On Tyranny: Twenty Lessons From the Twentieth Century, by Timothy Synder
This pocket size book may be familiar if you saw John Lithgow read it on youtube. As the saying goes, “Those who do not learn from history are doomed to repeat it!”
The Bill of Obligations: The Ten Habits of Good Citizens, by Richard Haass
We have our Bill of Rights, but what about the obligations of the citizenry that go with it? As Jon Meacham says - “A vital work for a decisive time.” Comes with a reading discussion group guide at the end. Perhaps one could host one’s own and invite friends!
The Echo Machine: How Right-Wing Extremism Created a Post-Truth America, by David Pakman
In this book, Pakman, discusses how the media has manipulated and corrupted our society. He reinforces the need for Critical Reason and Media Literacy. This is one of the books the Trump Administration tried to get Amazon to stop selling - so I read it! The administration also threatened Pakman not to leave the country, implying as a “naturalized citizen,” he might not be let back in.
Abundance, by Ezra Klein
This book has been getting rave reviews, so new I haven’t gotten to it , yet, but I think it would be a great book talk! Klein says, “This book is dedicated to a simple idea: To have the future we want, we need to build and invent more of what we need.” He examines how the overabundance of the 20th century, the fights between the Left and the Right, an overwhelming consumer goods, has distracted us from a scarcity of homes and energy and infrastructure and scientific breakthroughs.
Klein focuses on the building blocks of the future (Housing, Transportation, Energy and Health).
As Naomi Klein states, “If we want to save Democracy, we need to focus on the future we want.”
It Can’t Happen Here, by Sinclair Lewis
Originally printed in 1935, this book stands even today, as one of the “most important books ever produced in this country.” - The New Yorker. It’s happening.
How We Learn to Be Brave: Decisive Moments in Life & Faith, by Mariann Edgar Budde
If you are familiar with the Bishop of the Washington National Cathedral, and her stand against Trump during the Black Lives Matter March, as well as her appeal to Trump the day of his inauguration, “to have mercy on the people in our country who are scared now.” This book chronicles her personal journey of failures and successess, doubts and confident moments and how she had to learn to be brave, and still is. She shares stories of others, along the way. Inspirational.
Hope: The Autobiography, Pope Francis
With his recent passing, I find this book even more compelling to read as we lose a voice for the most vulnerable among us.
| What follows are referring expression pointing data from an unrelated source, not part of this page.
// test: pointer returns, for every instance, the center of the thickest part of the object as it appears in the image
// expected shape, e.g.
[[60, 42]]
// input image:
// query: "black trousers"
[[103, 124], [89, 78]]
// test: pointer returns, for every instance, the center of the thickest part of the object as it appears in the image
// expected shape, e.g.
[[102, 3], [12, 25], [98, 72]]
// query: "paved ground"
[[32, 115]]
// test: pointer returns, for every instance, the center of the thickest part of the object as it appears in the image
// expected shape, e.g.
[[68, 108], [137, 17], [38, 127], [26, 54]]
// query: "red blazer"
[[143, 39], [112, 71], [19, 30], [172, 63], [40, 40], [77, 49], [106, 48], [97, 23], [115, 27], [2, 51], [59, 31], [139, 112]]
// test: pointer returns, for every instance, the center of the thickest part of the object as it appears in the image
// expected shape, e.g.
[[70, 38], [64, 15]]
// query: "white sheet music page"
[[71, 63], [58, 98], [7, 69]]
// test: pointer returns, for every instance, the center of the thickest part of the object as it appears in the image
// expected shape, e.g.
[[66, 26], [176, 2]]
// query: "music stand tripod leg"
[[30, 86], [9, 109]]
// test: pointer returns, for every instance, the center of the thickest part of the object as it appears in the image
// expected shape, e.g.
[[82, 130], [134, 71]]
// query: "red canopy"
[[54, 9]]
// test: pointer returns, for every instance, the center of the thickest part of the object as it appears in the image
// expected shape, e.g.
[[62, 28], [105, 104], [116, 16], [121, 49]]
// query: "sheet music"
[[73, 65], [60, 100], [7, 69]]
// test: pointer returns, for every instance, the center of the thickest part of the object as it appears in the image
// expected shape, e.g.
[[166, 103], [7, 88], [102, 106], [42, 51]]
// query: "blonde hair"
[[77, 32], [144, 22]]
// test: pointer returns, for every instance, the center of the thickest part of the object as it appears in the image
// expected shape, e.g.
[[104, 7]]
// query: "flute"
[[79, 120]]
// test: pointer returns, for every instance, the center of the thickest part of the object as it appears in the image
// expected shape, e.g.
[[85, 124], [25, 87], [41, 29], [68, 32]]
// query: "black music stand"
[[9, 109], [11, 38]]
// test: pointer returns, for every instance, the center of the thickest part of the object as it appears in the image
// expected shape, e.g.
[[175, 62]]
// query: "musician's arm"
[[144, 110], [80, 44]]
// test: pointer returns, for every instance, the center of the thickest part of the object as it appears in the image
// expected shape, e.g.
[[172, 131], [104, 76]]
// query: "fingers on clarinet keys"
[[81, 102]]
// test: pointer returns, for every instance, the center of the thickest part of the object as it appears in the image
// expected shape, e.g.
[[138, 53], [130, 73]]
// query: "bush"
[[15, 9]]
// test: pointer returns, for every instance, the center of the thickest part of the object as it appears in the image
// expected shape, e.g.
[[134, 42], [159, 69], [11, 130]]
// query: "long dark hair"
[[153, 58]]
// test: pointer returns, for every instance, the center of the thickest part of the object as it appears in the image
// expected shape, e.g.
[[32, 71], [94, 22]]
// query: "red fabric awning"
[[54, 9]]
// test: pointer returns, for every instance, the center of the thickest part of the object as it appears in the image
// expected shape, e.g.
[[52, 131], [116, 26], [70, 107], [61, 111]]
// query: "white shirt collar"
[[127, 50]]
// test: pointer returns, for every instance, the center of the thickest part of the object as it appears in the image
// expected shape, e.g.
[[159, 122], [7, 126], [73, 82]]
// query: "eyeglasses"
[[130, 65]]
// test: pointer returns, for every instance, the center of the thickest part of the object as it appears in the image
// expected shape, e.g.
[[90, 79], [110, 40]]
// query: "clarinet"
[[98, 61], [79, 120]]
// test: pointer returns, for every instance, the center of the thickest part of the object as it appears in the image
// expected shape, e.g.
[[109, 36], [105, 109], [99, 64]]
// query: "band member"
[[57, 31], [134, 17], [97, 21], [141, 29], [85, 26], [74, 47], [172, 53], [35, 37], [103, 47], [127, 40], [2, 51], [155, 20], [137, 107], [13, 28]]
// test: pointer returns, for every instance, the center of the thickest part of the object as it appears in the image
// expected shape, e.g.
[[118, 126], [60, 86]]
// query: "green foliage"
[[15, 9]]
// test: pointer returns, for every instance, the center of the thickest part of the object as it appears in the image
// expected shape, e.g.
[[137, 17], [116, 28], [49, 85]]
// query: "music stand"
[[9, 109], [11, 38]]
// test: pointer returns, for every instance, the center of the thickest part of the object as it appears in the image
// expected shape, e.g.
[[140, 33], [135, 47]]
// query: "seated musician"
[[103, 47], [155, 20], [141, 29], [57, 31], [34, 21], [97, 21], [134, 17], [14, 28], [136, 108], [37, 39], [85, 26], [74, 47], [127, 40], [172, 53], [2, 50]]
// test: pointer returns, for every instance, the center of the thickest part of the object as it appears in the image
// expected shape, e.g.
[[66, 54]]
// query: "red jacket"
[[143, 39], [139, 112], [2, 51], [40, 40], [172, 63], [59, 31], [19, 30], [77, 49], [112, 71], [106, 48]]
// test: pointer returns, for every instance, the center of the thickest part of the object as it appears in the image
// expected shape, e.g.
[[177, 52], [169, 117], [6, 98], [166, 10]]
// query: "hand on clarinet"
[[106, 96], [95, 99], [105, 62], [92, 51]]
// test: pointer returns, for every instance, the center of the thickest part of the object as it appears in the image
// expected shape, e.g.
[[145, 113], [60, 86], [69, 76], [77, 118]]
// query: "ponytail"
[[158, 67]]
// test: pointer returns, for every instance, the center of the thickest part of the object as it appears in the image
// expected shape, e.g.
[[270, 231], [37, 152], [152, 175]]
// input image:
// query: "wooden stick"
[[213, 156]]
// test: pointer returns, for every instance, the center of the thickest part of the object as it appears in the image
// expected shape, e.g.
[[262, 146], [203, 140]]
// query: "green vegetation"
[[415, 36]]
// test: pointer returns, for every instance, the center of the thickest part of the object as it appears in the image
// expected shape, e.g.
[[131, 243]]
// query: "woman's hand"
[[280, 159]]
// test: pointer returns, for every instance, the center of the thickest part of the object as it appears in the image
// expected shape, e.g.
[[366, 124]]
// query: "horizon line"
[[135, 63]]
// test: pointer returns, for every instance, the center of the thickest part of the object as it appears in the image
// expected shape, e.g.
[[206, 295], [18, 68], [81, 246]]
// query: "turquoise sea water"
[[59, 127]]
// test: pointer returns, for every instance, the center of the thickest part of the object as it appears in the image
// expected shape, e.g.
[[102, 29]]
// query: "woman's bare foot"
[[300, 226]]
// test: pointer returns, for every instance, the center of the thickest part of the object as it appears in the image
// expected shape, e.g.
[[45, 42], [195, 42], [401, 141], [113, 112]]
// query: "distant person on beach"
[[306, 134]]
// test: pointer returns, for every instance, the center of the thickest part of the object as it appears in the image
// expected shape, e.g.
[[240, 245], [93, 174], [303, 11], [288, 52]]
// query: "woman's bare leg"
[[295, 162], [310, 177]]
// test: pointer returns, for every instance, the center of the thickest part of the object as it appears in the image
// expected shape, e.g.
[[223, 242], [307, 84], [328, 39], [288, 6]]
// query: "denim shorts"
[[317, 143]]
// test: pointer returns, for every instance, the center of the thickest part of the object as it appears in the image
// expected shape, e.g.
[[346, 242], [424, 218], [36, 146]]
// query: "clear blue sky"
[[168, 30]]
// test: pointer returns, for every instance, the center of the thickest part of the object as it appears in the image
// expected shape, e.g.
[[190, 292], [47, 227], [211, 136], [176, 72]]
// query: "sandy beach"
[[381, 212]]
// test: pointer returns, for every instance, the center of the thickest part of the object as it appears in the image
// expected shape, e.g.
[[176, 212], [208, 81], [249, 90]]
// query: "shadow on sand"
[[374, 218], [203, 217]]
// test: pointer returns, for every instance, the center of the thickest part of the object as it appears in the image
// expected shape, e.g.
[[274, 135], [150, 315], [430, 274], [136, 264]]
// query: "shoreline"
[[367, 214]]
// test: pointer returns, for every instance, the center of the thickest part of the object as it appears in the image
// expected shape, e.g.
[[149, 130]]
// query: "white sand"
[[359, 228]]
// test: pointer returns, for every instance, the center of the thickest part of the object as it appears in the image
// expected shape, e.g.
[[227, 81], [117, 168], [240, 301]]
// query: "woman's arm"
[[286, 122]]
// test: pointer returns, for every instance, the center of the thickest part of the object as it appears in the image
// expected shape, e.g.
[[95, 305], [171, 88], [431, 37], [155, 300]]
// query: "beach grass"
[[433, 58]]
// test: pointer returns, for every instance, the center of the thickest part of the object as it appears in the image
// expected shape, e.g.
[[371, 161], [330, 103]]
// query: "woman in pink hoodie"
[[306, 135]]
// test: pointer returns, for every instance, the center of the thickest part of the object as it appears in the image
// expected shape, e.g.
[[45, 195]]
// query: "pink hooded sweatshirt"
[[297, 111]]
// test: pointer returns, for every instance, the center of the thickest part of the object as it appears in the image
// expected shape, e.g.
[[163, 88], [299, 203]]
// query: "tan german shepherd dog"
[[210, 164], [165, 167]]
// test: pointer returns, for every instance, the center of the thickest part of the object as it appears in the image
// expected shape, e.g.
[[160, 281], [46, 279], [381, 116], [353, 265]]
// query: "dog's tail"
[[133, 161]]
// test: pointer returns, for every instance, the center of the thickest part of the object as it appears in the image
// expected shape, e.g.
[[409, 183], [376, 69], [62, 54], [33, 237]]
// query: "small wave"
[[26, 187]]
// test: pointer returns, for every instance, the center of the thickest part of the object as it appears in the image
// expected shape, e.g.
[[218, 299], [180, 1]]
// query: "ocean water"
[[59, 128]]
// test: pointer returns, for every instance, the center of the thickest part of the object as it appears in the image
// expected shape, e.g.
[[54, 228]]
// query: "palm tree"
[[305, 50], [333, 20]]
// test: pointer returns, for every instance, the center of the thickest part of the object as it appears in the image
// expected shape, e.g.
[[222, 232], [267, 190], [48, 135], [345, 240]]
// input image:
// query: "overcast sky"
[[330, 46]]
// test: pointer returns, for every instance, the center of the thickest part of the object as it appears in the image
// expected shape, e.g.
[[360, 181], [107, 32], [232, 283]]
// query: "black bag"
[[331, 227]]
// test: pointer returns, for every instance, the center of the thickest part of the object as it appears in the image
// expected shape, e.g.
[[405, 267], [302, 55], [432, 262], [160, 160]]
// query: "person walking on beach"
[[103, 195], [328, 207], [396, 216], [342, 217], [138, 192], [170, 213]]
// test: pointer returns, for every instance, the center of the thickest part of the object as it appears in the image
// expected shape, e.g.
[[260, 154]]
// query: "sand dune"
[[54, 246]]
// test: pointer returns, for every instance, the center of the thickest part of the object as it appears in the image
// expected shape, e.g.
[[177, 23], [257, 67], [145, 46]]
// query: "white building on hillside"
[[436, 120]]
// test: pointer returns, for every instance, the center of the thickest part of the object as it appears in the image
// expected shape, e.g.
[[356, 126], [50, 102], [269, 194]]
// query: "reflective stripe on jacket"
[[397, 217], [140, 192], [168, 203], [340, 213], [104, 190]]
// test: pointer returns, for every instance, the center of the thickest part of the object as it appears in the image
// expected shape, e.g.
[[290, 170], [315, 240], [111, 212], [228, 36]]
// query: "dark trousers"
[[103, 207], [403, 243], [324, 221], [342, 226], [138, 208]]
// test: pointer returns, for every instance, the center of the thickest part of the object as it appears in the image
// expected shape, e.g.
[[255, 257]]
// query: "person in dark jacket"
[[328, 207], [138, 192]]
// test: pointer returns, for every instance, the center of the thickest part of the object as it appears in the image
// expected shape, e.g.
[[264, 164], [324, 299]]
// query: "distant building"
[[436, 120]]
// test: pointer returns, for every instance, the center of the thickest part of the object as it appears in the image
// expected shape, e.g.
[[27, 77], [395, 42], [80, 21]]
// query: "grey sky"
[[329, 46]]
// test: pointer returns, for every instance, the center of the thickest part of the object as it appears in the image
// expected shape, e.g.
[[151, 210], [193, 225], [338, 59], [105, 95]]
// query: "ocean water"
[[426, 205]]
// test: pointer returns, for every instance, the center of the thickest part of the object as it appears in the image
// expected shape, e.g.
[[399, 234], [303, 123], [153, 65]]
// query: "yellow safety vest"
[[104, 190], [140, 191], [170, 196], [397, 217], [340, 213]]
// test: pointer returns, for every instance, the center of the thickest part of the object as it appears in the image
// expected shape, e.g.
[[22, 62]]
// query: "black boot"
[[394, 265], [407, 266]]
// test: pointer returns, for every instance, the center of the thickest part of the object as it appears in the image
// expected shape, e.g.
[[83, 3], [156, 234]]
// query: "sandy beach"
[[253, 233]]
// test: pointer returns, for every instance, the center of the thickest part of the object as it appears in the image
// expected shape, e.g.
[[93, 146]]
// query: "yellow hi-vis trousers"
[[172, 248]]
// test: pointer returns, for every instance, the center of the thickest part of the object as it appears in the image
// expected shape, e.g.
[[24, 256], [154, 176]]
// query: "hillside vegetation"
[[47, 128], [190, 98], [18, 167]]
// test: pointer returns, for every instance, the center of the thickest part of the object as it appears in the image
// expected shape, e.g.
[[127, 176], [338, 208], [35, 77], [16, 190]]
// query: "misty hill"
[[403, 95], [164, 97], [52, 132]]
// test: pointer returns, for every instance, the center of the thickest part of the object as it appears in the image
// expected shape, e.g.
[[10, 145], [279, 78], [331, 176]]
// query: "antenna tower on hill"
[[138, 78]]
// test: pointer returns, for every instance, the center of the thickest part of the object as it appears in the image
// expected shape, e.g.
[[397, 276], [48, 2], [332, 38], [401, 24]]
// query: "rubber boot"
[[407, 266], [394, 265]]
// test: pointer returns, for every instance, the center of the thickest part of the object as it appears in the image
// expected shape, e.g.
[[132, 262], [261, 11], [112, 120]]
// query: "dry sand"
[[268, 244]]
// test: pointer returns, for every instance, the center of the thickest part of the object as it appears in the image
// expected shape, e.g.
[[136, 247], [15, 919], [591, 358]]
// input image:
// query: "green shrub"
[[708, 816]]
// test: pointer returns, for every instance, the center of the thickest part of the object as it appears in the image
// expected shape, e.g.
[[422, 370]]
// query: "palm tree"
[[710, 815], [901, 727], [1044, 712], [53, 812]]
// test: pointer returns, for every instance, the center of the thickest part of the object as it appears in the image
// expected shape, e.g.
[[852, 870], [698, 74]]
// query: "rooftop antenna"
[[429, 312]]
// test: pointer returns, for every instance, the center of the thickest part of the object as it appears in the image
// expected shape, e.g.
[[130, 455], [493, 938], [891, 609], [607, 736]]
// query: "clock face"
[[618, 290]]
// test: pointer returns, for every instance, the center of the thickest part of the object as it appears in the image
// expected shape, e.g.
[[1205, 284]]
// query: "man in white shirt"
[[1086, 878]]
Inspirational, as well as, and can be used as a bridge to talk within the divide of Christianity which has strayed so far from its gospel.
The Penguin Guide to the United States Constitution: A Fully Annotated Declaration of Independence, U.S. Constitution and Amendents, and Selections from the Federalist Papers, by Richard Beeman
Great reference companion to our Founding Documents. Easy to engage with what is happening in this moment, as it applies to the individual documents, for oneself or in conversation.
Rules for Radicals: A Pragmatic Primer for Realistic Radicals, by Saul D. Alinsky
This book was recommended to me, as I begin to organize with zero background in doing so! From the 70’s, of course!